Cukup terkejut, namun Atika berusaha tenang. Bagaimanapun bi Was akan tahu semuanya, cepat atau lambat. Atika lantas tersenyum, "Nggak apa-apa Bi, cepat atau lambat pasti Bibi bakalan tahu."

Atika tersenyum lagi, hendak melanjutkan ucapannya. "Aku...menikah karena aku hidup sebatang kara, Bi. Ibu meninggal, jadi Om Ares nikahin aku karena nggak tega ngeliat hidup aku yang bakal nggak keurus." terang Atika tidak begitu lengkap. Nyatanya yang tidak tega itu mamanya om Ares, bukan pria itu sendiri.

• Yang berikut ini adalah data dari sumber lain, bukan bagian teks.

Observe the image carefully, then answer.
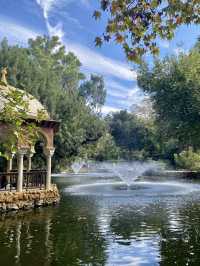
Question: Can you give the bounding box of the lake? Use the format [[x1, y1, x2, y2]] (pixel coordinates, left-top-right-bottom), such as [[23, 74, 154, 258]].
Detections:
[[0, 162, 200, 266]]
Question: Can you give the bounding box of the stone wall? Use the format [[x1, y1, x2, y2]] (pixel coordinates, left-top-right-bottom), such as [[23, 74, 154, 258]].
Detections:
[[0, 185, 60, 212]]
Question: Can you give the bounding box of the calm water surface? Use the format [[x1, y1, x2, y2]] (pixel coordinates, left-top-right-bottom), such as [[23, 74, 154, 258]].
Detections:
[[0, 165, 200, 266]]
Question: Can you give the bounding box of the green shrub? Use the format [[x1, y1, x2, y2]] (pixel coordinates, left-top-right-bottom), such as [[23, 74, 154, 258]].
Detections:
[[174, 148, 200, 171]]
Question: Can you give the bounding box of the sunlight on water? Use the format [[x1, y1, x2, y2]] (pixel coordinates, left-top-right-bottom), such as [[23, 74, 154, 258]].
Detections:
[[0, 163, 200, 266]]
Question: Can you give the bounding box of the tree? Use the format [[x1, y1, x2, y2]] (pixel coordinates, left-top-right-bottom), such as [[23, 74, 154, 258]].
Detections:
[[94, 0, 200, 62], [79, 74, 106, 113], [138, 40, 200, 150], [106, 111, 155, 159], [0, 36, 105, 168]]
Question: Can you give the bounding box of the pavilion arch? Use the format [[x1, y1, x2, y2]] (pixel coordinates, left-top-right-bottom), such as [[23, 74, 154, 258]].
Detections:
[[0, 69, 59, 192]]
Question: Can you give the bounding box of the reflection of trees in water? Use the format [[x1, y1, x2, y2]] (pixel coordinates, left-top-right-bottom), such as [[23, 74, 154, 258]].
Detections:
[[110, 203, 200, 266], [51, 198, 106, 265], [160, 203, 200, 266], [110, 204, 167, 240], [0, 195, 106, 266]]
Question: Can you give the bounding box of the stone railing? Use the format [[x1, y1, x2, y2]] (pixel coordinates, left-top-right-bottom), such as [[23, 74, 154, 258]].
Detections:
[[0, 170, 46, 191]]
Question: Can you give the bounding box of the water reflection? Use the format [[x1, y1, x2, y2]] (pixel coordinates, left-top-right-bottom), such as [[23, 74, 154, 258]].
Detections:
[[0, 165, 200, 266]]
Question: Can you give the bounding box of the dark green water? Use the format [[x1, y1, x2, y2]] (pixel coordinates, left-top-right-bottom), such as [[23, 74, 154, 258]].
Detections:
[[0, 167, 200, 266]]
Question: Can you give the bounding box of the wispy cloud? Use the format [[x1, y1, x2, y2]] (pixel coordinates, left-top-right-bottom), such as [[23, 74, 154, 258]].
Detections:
[[159, 40, 170, 49], [173, 47, 188, 56], [65, 41, 137, 81], [0, 17, 40, 43], [36, 0, 137, 80], [101, 105, 122, 115]]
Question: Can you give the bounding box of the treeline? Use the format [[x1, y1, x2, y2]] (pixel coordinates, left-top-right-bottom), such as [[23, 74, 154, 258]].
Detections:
[[0, 36, 107, 169], [0, 37, 200, 170], [107, 39, 200, 170]]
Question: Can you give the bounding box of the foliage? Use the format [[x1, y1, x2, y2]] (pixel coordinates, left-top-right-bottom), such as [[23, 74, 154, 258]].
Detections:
[[138, 40, 200, 150], [175, 147, 200, 171], [79, 75, 106, 113], [0, 36, 105, 168], [106, 111, 156, 159], [0, 87, 42, 158], [94, 133, 120, 161], [94, 0, 200, 62]]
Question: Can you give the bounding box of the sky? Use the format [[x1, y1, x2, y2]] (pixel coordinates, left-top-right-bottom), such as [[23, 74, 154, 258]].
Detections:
[[0, 0, 200, 113]]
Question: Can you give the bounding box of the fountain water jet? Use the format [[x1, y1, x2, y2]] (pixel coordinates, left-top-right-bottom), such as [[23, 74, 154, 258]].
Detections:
[[104, 162, 163, 188], [71, 160, 85, 174]]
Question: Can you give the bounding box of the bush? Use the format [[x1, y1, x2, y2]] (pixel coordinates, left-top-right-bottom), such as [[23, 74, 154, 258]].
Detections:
[[174, 148, 200, 171]]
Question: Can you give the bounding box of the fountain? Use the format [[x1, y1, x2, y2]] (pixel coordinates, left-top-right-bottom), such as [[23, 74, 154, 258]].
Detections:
[[104, 161, 163, 188], [71, 160, 85, 175]]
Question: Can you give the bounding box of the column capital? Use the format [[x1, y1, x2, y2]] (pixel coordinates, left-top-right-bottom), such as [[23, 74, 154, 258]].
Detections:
[[17, 148, 28, 156], [44, 147, 55, 157], [27, 147, 35, 157], [8, 152, 16, 160]]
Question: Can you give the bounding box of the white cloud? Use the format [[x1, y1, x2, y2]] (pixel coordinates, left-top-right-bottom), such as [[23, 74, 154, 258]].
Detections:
[[36, 0, 56, 19], [159, 40, 169, 49], [65, 41, 137, 81], [101, 105, 122, 115], [174, 47, 188, 56], [36, 0, 137, 80], [0, 17, 40, 43]]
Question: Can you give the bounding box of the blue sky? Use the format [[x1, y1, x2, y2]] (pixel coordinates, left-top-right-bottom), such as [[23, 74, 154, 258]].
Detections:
[[0, 0, 200, 113]]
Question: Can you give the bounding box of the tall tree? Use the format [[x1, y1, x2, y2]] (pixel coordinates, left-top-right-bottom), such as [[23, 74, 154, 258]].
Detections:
[[94, 0, 200, 62], [79, 74, 106, 113], [138, 40, 200, 149]]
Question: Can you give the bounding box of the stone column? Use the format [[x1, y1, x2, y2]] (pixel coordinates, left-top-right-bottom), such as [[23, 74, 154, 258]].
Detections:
[[6, 152, 15, 189], [7, 152, 15, 172], [27, 147, 35, 171], [44, 148, 55, 190], [17, 150, 26, 192]]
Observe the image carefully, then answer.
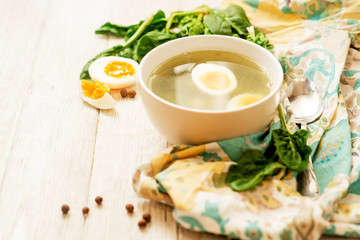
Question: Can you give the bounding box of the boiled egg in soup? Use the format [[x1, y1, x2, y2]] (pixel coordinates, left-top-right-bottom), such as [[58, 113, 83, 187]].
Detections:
[[191, 63, 237, 95], [226, 93, 263, 109]]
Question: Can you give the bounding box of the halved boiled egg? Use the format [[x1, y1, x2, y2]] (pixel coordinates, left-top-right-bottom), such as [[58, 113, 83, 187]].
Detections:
[[226, 93, 263, 109], [89, 56, 139, 89], [81, 80, 115, 109], [191, 63, 237, 95]]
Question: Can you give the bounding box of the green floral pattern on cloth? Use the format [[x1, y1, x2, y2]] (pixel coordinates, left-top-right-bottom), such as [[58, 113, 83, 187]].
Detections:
[[133, 0, 360, 239]]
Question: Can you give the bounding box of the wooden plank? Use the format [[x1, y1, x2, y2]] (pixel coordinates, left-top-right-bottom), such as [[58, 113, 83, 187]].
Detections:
[[0, 0, 105, 239]]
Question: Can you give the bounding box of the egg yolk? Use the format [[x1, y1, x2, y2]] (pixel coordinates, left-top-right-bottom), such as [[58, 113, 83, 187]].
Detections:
[[105, 61, 135, 78], [81, 80, 110, 100], [237, 95, 261, 106], [200, 71, 230, 90]]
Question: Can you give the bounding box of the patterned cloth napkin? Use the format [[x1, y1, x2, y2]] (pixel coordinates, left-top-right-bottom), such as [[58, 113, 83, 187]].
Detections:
[[133, 0, 360, 239]]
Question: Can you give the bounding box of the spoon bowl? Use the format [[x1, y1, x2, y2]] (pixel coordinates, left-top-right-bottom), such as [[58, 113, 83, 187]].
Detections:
[[287, 77, 325, 199], [288, 78, 325, 125]]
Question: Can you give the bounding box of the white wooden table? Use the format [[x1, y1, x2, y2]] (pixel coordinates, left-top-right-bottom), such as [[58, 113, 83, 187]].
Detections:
[[0, 0, 346, 239]]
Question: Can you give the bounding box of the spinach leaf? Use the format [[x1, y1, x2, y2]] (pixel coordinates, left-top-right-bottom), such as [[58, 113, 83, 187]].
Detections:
[[177, 15, 204, 37], [220, 5, 251, 37], [204, 13, 232, 36], [80, 5, 271, 80], [133, 30, 175, 62], [95, 22, 139, 37], [225, 150, 286, 191]]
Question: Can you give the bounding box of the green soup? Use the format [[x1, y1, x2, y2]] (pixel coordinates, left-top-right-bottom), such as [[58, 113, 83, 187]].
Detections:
[[147, 50, 272, 110]]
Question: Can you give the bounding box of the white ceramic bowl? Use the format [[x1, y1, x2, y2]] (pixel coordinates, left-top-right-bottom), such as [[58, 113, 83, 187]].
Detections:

Bi Was nampak tersenyum sumringah, "Bibi nggak nyangka ada kisah pernikahan yang begitu menyentuh seperti ini. Bibi lega sekarang karena dugaan Bibi salah. Awalnya Bibi pikir kalian dua saudara yang memiliki hubungan khusus hingga kalian nekat seatap karena tidak ada restu dari keluarga. Duh, Bibi bener-bener ngaco deh, maaf ya Non?" sesalnya.

Atika terkekeh, "Mana mau Atika begitu, Bi. Mending idup jadi gelandangan daripada jadi gundik. Atika mau ya karena atas dasar dinikahi."

Bi Was kembali tersenyum, nampak lega. "Selamat atas pernikahan kalian." ucapnya tulus.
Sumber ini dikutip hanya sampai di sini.